Environment variable interpolation — $OPENAI_API_KEY in config values
Dynamic class resolution — use: package.module:ClassName loads any LangChain-compatible class
Config upgrade script — make config-upgrade migrates older configs
Pydantic validation — all config is validated at load time
Per-agent configs — custom config.yaml files under agents/ with custom model, soul (prompt), skills, and tool groups

LLM error handling middleware

The LLMErrorHandlingMiddleware classifies errors into:

Retriable: busy, transient errors (408, 429, 500) — retried up to 3 times with exponential backoff and Retry-After header respect
Non-retriable: quota exceeded, auth errors — returns user-friendly AIMessage instead of crashing

It emits llm_retry stream events so the frontend can show retry progress to the user.

Citation System Removed

In a significant simplification, DeerFlow removed its citation system entirely in this update:

Deleted SafeCitationContent component
Deleted inline-citation.tsx (289 lines)
Removed citation core utilities
Replaced with simple MarkdownContent renderer

This suggests the complexity of citation handling wasn't worth it for their use case — a notable example of an agent choosing simplicity over feature completeness.

Where DeerFlow is weaker

Less of a single polished CLI identity

Unlike Claude Code or Crush, DeerFlow is not designed to be a standalone terminal experience. It's a harness — powerful but less opinionated. You need to configure it to get value.

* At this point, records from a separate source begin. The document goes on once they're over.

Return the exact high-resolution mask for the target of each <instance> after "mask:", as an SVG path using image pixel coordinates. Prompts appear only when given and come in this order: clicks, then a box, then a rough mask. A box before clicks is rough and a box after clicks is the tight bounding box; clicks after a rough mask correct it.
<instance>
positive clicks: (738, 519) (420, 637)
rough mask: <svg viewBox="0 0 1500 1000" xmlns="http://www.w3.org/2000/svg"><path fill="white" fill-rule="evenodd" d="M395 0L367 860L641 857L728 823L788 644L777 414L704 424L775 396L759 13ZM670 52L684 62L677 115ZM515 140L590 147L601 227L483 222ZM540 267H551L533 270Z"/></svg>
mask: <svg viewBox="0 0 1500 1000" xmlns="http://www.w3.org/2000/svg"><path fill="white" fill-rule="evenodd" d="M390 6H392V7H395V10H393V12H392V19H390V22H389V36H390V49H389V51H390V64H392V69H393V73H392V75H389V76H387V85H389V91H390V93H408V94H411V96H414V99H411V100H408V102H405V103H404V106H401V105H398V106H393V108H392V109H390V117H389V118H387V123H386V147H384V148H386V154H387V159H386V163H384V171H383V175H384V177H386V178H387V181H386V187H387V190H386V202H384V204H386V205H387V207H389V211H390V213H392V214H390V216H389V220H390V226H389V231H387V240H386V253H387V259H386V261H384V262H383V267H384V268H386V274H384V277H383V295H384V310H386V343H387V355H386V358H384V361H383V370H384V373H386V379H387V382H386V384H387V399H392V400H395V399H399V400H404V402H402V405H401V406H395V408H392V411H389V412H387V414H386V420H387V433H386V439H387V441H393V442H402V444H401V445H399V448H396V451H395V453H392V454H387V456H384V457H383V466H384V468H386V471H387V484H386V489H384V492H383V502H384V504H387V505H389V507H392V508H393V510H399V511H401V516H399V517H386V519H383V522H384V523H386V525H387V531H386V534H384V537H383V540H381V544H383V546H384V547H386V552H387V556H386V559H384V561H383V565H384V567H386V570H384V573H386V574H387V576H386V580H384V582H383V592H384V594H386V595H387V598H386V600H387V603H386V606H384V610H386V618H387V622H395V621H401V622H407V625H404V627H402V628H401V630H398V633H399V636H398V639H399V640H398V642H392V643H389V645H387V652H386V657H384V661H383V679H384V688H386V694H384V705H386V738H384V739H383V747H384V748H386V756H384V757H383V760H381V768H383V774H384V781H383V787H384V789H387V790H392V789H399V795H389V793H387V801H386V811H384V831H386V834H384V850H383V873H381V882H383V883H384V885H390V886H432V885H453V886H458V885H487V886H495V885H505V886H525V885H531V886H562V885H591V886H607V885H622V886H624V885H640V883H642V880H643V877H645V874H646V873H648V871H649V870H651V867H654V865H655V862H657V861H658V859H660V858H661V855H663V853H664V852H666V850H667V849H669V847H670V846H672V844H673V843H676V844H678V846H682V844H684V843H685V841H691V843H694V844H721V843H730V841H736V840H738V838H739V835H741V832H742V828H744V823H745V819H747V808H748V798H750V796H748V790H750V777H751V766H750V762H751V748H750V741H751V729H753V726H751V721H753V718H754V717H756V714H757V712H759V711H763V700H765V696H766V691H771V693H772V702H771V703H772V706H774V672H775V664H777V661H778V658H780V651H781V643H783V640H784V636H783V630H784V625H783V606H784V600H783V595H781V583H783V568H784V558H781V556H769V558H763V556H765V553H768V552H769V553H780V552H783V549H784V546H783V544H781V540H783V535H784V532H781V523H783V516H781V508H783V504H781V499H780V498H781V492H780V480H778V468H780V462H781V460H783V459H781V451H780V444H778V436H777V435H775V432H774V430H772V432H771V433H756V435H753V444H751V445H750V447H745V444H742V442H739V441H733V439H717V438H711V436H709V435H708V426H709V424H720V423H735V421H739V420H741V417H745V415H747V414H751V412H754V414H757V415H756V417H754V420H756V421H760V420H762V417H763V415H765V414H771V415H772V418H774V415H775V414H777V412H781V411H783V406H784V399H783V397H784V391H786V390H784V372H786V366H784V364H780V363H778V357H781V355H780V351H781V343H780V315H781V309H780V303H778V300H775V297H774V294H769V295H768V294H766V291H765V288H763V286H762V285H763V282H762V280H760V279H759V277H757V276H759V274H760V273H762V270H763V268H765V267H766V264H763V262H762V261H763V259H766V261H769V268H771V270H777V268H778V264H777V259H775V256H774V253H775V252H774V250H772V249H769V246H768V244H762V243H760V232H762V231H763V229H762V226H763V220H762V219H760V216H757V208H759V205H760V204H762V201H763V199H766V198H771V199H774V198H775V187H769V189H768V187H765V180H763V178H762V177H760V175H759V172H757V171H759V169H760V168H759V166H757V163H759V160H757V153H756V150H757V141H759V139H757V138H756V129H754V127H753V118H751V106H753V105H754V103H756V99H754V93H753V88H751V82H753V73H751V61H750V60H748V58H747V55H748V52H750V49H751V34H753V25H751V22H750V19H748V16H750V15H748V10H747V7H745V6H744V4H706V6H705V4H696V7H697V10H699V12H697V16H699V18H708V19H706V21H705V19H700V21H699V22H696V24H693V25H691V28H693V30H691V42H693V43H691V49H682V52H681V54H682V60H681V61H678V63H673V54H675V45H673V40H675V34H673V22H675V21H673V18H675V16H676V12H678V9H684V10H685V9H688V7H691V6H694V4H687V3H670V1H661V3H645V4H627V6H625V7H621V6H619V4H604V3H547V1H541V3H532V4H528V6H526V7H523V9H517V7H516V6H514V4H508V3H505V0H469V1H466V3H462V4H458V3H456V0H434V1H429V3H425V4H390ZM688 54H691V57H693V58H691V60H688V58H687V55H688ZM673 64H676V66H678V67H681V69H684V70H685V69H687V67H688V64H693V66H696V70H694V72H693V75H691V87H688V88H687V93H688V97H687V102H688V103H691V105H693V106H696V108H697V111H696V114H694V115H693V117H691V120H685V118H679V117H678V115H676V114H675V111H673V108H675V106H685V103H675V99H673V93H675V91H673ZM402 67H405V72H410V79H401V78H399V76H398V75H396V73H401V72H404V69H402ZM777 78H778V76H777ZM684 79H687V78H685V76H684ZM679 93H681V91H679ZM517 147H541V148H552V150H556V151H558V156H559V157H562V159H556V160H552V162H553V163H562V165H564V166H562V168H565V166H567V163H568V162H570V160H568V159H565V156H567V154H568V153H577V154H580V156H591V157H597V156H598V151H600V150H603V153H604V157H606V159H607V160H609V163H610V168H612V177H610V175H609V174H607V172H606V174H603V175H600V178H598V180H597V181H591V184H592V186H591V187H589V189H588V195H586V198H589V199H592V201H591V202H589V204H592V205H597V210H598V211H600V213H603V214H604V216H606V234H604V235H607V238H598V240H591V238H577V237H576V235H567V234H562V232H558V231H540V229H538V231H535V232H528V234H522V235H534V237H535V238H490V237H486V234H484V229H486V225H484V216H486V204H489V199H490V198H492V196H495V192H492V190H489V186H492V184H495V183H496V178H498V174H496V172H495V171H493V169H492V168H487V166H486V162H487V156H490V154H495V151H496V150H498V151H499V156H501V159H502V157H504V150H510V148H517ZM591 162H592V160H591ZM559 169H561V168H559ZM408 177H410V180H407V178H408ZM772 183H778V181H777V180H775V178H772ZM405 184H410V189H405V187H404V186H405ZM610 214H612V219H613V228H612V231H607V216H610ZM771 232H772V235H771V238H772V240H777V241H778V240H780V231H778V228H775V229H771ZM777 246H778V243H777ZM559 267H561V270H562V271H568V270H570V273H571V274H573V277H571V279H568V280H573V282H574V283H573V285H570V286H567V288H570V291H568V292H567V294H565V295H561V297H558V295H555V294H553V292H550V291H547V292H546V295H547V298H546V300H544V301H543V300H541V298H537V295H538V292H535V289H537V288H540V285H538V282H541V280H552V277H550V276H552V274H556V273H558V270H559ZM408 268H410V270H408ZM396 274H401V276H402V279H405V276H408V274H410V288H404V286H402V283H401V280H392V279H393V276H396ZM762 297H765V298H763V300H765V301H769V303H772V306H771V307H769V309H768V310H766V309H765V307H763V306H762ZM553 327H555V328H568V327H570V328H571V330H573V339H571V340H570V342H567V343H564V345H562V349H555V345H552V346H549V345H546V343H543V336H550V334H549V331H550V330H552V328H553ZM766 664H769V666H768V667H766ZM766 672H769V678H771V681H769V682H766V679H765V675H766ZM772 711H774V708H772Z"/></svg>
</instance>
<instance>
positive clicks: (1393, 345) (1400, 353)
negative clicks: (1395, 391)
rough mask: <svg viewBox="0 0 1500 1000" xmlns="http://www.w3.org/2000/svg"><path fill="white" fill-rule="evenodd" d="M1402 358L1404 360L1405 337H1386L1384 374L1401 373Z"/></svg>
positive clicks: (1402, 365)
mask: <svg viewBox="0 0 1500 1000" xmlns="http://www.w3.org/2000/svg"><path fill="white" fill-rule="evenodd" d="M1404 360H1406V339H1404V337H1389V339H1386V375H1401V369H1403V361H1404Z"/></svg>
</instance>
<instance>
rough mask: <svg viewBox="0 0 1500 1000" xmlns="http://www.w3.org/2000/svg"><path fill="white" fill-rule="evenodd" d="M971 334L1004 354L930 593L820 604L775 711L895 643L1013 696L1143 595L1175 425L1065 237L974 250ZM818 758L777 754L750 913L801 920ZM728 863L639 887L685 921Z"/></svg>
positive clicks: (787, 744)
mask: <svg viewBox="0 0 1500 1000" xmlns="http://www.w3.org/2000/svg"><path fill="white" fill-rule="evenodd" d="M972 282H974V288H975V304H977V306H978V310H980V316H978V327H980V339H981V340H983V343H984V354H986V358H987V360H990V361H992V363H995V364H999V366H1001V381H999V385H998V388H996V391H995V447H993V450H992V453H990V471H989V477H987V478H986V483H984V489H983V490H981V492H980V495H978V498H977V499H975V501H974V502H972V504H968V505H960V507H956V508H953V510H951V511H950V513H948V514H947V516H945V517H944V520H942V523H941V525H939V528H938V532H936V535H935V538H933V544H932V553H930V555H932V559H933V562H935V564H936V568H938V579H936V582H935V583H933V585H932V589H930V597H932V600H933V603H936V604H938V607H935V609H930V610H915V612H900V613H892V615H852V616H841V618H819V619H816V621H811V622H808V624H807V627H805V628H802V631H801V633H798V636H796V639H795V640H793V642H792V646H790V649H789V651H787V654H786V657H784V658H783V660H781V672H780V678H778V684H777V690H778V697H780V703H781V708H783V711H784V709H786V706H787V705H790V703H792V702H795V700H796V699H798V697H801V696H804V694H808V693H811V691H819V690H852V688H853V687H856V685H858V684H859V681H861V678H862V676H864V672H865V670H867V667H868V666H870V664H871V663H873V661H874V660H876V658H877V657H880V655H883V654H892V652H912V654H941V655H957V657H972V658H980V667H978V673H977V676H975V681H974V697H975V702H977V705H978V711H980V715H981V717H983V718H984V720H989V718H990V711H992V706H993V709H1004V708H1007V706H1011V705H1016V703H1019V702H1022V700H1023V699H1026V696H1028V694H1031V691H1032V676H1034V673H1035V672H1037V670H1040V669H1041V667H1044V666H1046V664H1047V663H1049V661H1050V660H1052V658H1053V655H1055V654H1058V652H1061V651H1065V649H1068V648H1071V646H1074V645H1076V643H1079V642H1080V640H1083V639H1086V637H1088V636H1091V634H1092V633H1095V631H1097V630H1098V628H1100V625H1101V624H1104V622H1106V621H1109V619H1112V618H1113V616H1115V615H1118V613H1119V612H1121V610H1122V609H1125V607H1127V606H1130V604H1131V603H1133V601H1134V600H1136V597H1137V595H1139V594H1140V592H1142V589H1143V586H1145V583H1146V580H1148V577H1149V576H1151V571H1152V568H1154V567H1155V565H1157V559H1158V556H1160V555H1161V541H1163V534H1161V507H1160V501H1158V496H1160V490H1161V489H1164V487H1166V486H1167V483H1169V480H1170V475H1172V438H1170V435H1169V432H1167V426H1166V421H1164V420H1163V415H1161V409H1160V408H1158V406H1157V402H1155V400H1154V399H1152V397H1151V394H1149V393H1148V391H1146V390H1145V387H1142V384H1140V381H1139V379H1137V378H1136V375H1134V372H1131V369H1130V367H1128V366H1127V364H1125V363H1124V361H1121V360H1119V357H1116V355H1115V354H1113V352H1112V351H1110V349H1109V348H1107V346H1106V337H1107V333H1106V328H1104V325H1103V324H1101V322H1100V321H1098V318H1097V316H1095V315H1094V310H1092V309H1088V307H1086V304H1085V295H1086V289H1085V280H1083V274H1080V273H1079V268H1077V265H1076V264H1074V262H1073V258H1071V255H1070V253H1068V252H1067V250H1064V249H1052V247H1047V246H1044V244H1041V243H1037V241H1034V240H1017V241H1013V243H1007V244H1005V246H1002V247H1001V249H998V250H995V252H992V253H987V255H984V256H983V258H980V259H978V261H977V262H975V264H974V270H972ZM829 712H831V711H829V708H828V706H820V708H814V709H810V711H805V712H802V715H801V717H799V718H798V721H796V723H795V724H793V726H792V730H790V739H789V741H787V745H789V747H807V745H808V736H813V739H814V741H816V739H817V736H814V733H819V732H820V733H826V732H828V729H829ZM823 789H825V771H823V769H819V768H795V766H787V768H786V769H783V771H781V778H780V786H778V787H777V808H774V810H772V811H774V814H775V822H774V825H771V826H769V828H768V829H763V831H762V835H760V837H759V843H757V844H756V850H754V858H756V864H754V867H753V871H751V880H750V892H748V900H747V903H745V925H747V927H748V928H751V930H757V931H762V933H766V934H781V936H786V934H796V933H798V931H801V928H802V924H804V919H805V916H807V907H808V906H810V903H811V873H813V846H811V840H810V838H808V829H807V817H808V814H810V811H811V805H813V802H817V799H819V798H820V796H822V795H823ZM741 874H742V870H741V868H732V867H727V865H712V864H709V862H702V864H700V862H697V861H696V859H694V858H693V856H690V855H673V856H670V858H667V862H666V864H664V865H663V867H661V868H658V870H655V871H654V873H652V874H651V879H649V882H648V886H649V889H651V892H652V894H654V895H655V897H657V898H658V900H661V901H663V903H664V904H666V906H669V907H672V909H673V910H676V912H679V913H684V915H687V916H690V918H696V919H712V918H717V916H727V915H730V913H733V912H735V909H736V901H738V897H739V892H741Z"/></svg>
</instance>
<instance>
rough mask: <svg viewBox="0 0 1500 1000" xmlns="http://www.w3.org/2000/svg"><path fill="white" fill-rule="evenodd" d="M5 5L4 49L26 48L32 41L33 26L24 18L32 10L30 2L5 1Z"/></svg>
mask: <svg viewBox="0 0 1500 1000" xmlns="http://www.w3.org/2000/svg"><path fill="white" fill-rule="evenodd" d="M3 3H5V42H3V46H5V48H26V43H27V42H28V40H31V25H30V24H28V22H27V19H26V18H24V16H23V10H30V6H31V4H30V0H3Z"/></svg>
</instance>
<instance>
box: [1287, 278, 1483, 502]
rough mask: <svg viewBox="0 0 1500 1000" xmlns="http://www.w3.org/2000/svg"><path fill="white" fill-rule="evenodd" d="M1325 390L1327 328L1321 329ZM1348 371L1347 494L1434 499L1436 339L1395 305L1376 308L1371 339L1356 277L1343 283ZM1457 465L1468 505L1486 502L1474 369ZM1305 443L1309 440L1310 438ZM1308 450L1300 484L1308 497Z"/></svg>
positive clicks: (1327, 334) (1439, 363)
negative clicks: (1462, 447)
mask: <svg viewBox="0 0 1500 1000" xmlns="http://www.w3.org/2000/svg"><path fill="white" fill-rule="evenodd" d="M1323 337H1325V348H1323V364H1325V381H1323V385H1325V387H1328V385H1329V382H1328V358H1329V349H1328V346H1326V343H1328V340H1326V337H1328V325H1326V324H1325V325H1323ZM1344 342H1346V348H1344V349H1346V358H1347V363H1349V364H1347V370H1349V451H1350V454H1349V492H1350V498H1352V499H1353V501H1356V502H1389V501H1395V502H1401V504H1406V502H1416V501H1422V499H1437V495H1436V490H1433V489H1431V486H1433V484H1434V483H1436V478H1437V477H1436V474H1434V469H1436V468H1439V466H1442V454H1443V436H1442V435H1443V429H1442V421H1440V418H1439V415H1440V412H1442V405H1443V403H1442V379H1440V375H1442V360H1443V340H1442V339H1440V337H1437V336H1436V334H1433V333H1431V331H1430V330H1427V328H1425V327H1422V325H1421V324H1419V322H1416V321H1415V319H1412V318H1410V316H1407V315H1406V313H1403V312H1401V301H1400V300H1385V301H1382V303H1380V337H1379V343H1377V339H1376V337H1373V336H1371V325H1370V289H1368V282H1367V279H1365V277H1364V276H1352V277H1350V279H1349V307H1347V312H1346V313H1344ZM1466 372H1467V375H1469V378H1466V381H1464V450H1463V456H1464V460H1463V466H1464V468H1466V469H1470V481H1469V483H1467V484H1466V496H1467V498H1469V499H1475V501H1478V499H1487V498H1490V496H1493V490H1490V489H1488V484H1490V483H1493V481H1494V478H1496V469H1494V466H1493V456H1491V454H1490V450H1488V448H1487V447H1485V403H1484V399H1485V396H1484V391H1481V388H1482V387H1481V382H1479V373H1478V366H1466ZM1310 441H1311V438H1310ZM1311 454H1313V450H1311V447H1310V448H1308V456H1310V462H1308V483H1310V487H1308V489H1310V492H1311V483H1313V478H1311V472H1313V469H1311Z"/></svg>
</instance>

Local sandbox is not secure isolation

The default LocalSandboxProvider runs commands directly on the host. It's convenient but not a security boundary. The AIO sandbox requires Docker or container infrastructure.

Bottom line

DeerFlow is the most framework-shaped agent in this set. If Claude Code is a product, DeerFlow is a platform. Its 14-layer middleware stack, sub-agent orchestration with parallel execution, LLM-driven memory, skill self-evolution, and SSE stream bridge make it the most extensible runtime here.

The tradeoff is that it's less immediately usable as a CLI tool — you need to configure models, skills, and sandboxes to get it working. But if you want to build an agent system rather than use one, DeerFlow is the most interesting starting point.